After adopting a community charter in 2013, getting Community Development Financial Institution certification in 2014 and building a new headquarters in 2015, Red River Mill Employees Federal Credit Union is ready for its next big growth move — and it’s asking the public at large for help.
The Natchitoches, La.-based credit union is wrapping up a campaign to select its new name, taking submissions from area residents as to how the $8.8 million-asset CU should be rebranded.
CEO Kathy Deloney noted, however, this is far from the first time the credit union has rebranded, having changed its name several times in the past when the local paper mill underwent ownership changes.
“When we became a community charter we moved from Campti into Natchitoches to more centrally locate between the parishes we serve,” explained Deloney. “A lot of people didn’t know they could join — the name was kind of restrictive, I guess. It was Red River Mill Employees FCU and people said they didn’t’ know they could join, they thought it was just for the mill. Even though we’d advertised, they didn’t get that the name wasn’t exclusive to just the mill.”
If the credit union selects one of the names submitted by the public, the person who entered that name will win $500, though the contest states the new name may come from outside the submitted entries.
The current name-change competition was first opened to employees of the mill during the annual meeting, giving them a one-day head start over the rest of the community.
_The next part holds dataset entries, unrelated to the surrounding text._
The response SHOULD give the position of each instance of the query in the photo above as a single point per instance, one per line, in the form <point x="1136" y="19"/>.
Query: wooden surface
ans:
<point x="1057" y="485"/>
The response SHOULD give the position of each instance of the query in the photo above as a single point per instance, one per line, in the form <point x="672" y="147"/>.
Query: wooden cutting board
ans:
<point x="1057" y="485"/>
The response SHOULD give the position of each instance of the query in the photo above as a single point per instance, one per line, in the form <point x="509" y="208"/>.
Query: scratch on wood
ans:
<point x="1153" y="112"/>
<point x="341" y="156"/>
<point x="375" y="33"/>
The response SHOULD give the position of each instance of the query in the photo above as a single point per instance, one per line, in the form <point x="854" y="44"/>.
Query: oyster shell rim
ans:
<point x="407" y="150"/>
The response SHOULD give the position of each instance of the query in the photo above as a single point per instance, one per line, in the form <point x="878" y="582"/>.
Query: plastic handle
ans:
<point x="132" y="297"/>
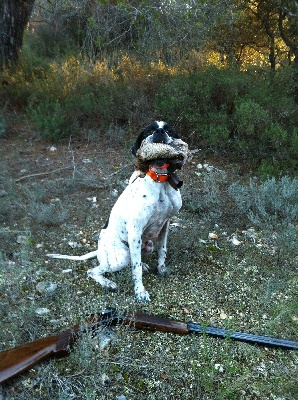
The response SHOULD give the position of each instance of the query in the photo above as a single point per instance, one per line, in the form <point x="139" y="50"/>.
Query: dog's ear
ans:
<point x="145" y="133"/>
<point x="138" y="143"/>
<point x="170" y="131"/>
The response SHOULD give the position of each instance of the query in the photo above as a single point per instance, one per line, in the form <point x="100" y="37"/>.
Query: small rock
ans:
<point x="42" y="311"/>
<point x="74" y="244"/>
<point x="46" y="287"/>
<point x="105" y="379"/>
<point x="66" y="271"/>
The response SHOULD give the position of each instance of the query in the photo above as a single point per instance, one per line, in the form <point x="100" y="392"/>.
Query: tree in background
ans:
<point x="15" y="15"/>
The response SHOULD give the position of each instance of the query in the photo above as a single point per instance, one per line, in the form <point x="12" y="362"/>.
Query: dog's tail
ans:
<point x="87" y="256"/>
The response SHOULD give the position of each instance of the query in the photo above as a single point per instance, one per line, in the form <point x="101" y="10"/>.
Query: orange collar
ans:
<point x="158" y="176"/>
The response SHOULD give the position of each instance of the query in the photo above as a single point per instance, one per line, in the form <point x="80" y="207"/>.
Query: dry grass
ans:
<point x="245" y="287"/>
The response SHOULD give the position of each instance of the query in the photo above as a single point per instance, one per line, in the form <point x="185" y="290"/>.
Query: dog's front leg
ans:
<point x="162" y="249"/>
<point x="135" y="246"/>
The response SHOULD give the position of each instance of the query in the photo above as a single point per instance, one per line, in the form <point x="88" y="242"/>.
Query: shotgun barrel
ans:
<point x="19" y="359"/>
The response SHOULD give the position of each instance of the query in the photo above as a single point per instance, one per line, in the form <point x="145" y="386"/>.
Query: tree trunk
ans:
<point x="14" y="16"/>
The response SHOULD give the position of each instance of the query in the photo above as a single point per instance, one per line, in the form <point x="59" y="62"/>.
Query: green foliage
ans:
<point x="248" y="115"/>
<point x="50" y="120"/>
<point x="270" y="204"/>
<point x="2" y="124"/>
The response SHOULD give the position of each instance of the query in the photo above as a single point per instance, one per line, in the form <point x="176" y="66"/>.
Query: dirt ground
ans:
<point x="56" y="198"/>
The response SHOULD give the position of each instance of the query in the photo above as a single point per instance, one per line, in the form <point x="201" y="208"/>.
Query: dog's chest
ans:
<point x="162" y="205"/>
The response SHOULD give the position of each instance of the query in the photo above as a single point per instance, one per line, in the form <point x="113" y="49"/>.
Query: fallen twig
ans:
<point x="42" y="173"/>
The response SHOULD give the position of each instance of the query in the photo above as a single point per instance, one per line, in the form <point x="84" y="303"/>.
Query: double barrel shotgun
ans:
<point x="19" y="359"/>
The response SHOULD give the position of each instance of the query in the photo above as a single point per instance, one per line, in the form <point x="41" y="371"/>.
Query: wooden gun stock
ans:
<point x="18" y="359"/>
<point x="14" y="361"/>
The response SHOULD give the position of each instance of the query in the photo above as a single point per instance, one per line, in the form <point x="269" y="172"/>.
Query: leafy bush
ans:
<point x="270" y="204"/>
<point x="243" y="114"/>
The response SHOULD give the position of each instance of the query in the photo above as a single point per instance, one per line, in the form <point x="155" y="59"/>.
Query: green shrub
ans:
<point x="50" y="119"/>
<point x="271" y="204"/>
<point x="243" y="114"/>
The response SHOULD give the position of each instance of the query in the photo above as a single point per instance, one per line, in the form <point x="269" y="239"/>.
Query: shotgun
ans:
<point x="18" y="359"/>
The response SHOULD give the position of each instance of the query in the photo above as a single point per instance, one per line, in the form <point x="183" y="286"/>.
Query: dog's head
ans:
<point x="156" y="132"/>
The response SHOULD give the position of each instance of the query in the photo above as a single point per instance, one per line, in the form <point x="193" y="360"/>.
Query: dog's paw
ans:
<point x="163" y="271"/>
<point x="145" y="268"/>
<point x="143" y="296"/>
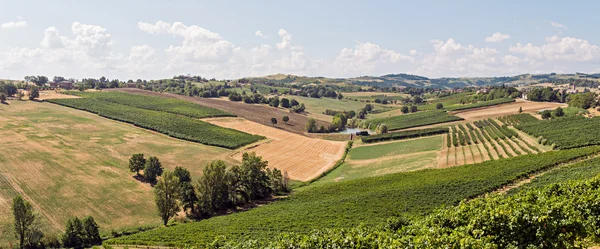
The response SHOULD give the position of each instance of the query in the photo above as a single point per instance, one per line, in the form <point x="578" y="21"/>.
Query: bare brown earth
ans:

In the few weeks the campaign has been running, the CU has received more than 400 suggested names.
“We’re trying to get names, ideas and get the community involved to let them know we’re changing our name and we want them to be a part of this,” she said.
Avoiding the 'Boaty McBoatface' problem
Because Natchitoches is located in an area with a lot of old plantation homes, rivers and brick streets, many of the suggestions that have come in have related to the city itself, fleur-de-lis, magnolia and other things related to Louisiana. While the credit union’s management and board will make the final decision on the new name, allowing public suggestions can carry an element of risk — just ask the Brits who allowed the public to help name a ship in 2016 only to wind up with “Boaty McBoatface” leading the pack.
So has Red River Mill Employees seen anything like that?
“There have been some interesting ones,” Deloney said with a chuckle, adding that she can’t share the more outlandish names until the contest ends and the winner is revealed at the end of June.
Many of the names that have come in have also included one particular word the credit union doesn’t want to be associated with — bank.
“Some of the entries submitted have used the word ‘bank’ when they submitted the name, so we know we have a bit of education to be done here,” said Deloney. She explained that hers is the only credit union based in the region, though one Baton Rouge-based CU does maintain a branch in Natchitoches.
“There’s not a lot of credit union activity in these parishes, even though we have quite a few in the neighboring parishes,” she said. “I just think people don’t quite understand what a credit union is yet, at least in our area.”
Even if getting the word out has been a challenge, the tiny credit union has already managed to do one thing many of its similarly sized counterparts have not — turn a profit. With just $8.8 million in assets and about 1,200 members, Red River Mill Employees FCU saw a net income of nearly $92,000 last year, down from more than $190,000 in 2016. It earned just over $30,000 during the first quarter of 2018.
Whatever the new name turns out to be, Deloney and her team are setting out to change that. Along with the rebranding — which will also include a new logo and new signage — the credit union plans to work with a pair of professional marketers for 12 months to spread the word, reintroduce the credit union and help educate the public about the CU difference
“We’re trying to play catch-up and get the word out about our credit union and how we’re different,” she said. “We’re CDFI-certified, so our main goal is to try to serve the underbanked and the unbanked. We’re doing that pretty well…We’re just trying to reach the community in a little bit different way. We’re not here to make money, we’re here to reach the people that fall through the cracks.”